The brand-new Audi, taken by Tom from Johnson’s Cars on the day he disappeared, had been given a cursory search, but with everything pointing towards suicide, not murder, no budget was allocated for forensic testing. Like the CCTV, though, evidence had been secured, and Murray wondered if there was any point in submitting the swabs and stray hairs seized from the car.
But what would that prove? There was no suspect with whom to compare evidence seized, and the car was a forecourt special; who knew how many test drives it had hosted?
More pertinently, how would Murray get a submission signed off when he wasn’t even supposed to be dealing with the job? So far nothing Murray had found suggested anything was amiss in the coroner’s verdict of suicide.
Perhaps Caroline Johnson’s file would yield more interest.
The police response to Anna Johnson’s 999 call had been swift and extensive.
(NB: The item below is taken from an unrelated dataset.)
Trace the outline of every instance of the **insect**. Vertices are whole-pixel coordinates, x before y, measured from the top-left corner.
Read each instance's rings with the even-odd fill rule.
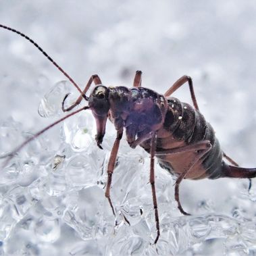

The family’s address was already flagged, and this time there was no question of grading Caroline Johnson as anything other than a high-risk vulnerable MisPer.
‘My father’s death hit her hard,’ Anna Johnson’s statement read. ‘I had started working from home so I could keep an eye on her – I was really worried. She didn’t eat, she was jumpy every time the phone rang, and some days she wouldn’t even get out of bed.’
So far, so normal, Murray thought. Grief hit everyone in a different way, and bereavement by suicide carried an extra burden. Guilt – however misplaced – weighed heavy on the soul.
On 21 December Caroline Johnson had told her daughter she needed some air.
‘She’d been distracted all day,’ Anna had said. ‘I kept catching her looking at me, and twice she told me she loved me. She was behaving oddly, but I put it down to the fact that we were both dreading our first Christmas without Dad.’
At lunchtime Caroline went to get milk.
‘She took the car. I should have realised straight away something was wrong – we always get milk from the shop at the end of the road. It’s quicker to walk. As soon as I noticed the car had gone, I knew something awful was going to happen.’
The police were called at 3 p.m. A response officer who knew the family’s history, and with too many Beachy Head jobs under his belt to be optimistic, had phoned the chaplaincy office. For years the charity had offered crisis intervention, proactive patrols and search teams, all aimed at reducing Beachy Head’s annual death toll. An eager chaplain had confirmed that yes, he had indeed seen a woman matching that description, but that the officer could rest easy, she hadn’t jumped.
Murray put down Anna Johnson’s statement and found the entry on the call log where the update from the attending officer, PC 956 Gray, had been posted:
CHAPLAIN STATES HE HAD A LONG CONVERSATION ON EDGE OF CLIFF WITH AN IC1 FEMALE IN HER FIFTIES. SUBJECT WAS IN A DISTRESSED STATE AND CARRYING RUCKSACK FILLED WITH STONES. SUBJECT STATED HER NAME WAS CAROLINE AND THAT SHE HAD RECENTLY LOST HER HUSBAND TO SUICIDE.